I did quite the opposite. I always like to defend with a four-man line. When the ball was on the left, for example, my left wing-back Júnior would spin on the wing; one of the central defenders would cover him as left-back, and on the other side Cicinho (above) would return to his position as a right-sided full-back.
The players understood that tactical change easily. There was also a great dynamic in midfield. I never liked to play with a single defensive pivot – Mineiro and Josué would alternate in these positions. They would come out to play.
We also still had Danilo, a player with a tactical understanding of the game beyond the average player. They were a winning, talented and intelligent group. Their success was well deserved.
Having qualified for the Club World Cup, in Japan, I made a controversial decision. I would even call it bold.
The directors didn’t agree with me, but they accepted my position. I decided to rest many players during the final stages of the Brazilian championship.
"You need to understand the mentality of your rival coach"
We didn’t have any chance of winning the domestic title, but nor were we at risk of relegation. We also didn’t decide randomly.
We evaluated which players were more physically tired. Rogério Ceni (above), Fabão, Diego Lugano, Júnior, Danilo, Mineiro, Josué – those guys had played the most matches over the course of the season. Necessity dictated that we give them some rest. Not only physical rest, but mental rest too.
The preparations for the Club World Cup happened in different phases. We invited the members of the sleep laboratory of the São Paulo University to talk to the players.
Our trip to Japan had a layover in Frankfurt, Germany, and they advised us against sleeping during that first leg of the trip. They also told us to wear sunglasses all day and in the plane. The idea was to get our bodies prepared for the light changes.
When we made it to Japan, despite being exhausted, we didn’t allow the players to go directly to bed. We left the hotel and went for a stroll through the city.
That way we could wait for the right time to go to bed. These might seem like small details, but they are strategies that help build the desired result.
The final against Liverpool was an enormous challenge for us. We were playing against a giant of world football. A team used to winning, that was on a great run – 11 matches without conceding a single goal.
It was a team that was very well managed by Rafa Benítez (above). You need to understand the mentality of your rival coach and if his team understands his philosophy. This was the case with Liverpool.
"We were already victorious, no matter what would happen"
They played with two lines of four and were extremely well co-ordinated. We knew that our full-backs, Júnior and Cicinho, would be essential to breaking down their midfield and, with that, to destabilise their defence.
The big name at Liverpool was Steven Gerrard (below, with Xabi Alonso). A player with rare qualities. He was very skilful with the ball at his feet, and was tactically intelligent.
But there were other dangerous players. Xabi Alonso was another one we didn’t want to let play.
And we had prepared to deal with Peter Crouch. We practised a lot of set-pieces that might be looking for Crouch, but he didn’t start. In any case, our central defenders Diego Lugano, Fabao and Edcarlos were faultless throughout.

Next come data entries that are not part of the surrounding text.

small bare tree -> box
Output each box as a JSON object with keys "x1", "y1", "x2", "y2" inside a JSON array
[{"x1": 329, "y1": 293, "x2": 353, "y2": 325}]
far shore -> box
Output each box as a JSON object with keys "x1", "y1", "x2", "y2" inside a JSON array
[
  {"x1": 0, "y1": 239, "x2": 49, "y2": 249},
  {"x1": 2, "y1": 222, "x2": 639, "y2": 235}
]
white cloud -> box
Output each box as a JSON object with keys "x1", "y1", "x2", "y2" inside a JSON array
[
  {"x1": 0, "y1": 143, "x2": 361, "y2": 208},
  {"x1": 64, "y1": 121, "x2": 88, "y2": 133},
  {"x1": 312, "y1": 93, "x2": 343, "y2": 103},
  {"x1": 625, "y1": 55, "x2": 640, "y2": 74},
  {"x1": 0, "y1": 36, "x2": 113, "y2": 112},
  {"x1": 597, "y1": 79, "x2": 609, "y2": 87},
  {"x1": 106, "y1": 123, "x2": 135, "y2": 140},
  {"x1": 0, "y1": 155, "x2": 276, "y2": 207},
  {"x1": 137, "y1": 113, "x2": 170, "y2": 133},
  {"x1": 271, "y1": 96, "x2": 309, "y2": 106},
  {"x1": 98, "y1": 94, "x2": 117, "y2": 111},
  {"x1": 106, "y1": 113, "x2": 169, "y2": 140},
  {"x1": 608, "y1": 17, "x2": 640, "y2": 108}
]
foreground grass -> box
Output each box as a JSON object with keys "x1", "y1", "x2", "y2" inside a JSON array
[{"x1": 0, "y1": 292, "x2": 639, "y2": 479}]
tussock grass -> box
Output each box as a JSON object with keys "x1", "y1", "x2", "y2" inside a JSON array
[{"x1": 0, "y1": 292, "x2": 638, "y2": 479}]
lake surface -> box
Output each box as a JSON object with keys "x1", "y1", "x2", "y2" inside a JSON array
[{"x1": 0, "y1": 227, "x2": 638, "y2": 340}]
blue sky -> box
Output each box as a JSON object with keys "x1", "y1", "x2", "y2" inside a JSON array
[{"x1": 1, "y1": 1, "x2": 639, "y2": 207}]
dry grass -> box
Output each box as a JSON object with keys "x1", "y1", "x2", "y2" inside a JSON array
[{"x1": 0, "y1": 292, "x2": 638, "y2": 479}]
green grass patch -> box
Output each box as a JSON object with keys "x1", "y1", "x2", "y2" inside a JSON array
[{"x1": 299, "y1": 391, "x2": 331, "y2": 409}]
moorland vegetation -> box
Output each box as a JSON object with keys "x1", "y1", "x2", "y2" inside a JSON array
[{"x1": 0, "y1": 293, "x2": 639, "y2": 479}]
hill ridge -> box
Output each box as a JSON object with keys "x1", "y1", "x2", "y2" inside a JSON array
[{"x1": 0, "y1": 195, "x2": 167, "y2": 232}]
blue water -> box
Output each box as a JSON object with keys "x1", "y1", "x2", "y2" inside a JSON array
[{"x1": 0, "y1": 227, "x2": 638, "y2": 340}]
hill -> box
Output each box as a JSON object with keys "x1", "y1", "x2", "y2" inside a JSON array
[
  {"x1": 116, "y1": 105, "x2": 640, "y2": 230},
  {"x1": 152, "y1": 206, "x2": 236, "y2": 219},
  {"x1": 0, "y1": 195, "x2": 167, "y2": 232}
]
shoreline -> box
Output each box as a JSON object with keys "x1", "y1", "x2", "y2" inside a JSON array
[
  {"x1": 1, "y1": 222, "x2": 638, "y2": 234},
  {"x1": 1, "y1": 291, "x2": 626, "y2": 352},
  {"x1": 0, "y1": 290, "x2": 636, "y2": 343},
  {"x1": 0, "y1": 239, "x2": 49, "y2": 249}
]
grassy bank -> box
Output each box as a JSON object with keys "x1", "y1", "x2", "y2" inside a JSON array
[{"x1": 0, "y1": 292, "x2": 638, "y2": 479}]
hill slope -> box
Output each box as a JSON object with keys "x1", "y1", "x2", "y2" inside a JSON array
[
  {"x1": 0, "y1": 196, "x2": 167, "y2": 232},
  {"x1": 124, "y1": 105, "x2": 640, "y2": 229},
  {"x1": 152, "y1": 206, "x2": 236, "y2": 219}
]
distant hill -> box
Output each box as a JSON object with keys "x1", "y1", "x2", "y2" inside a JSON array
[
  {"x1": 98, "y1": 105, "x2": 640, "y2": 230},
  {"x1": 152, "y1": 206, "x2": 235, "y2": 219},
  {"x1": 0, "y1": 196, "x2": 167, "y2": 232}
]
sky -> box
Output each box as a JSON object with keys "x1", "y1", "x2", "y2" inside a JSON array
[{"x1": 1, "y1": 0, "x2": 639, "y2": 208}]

Right before we left for Japan, I read an article by Carlos Drummond de Andrade at the Folha de São Paulo newspaper. It said that it wasn’t necessary to be a champion, 24/7.
After I read it, I decided to keep it. I knew there would be an ideal moment to talk about it with my players.
A few hours before the final against Liverpool, I used that thought. I reminded them how hard we had worked – all of us giving the best we could – and that we were already victorious, no matter what would happen on the pitch.
I told them we didn’t need any extra pressure on our shoulders. They were already winners.
A few hours later, they were victorious again. And, this time, they were world champions.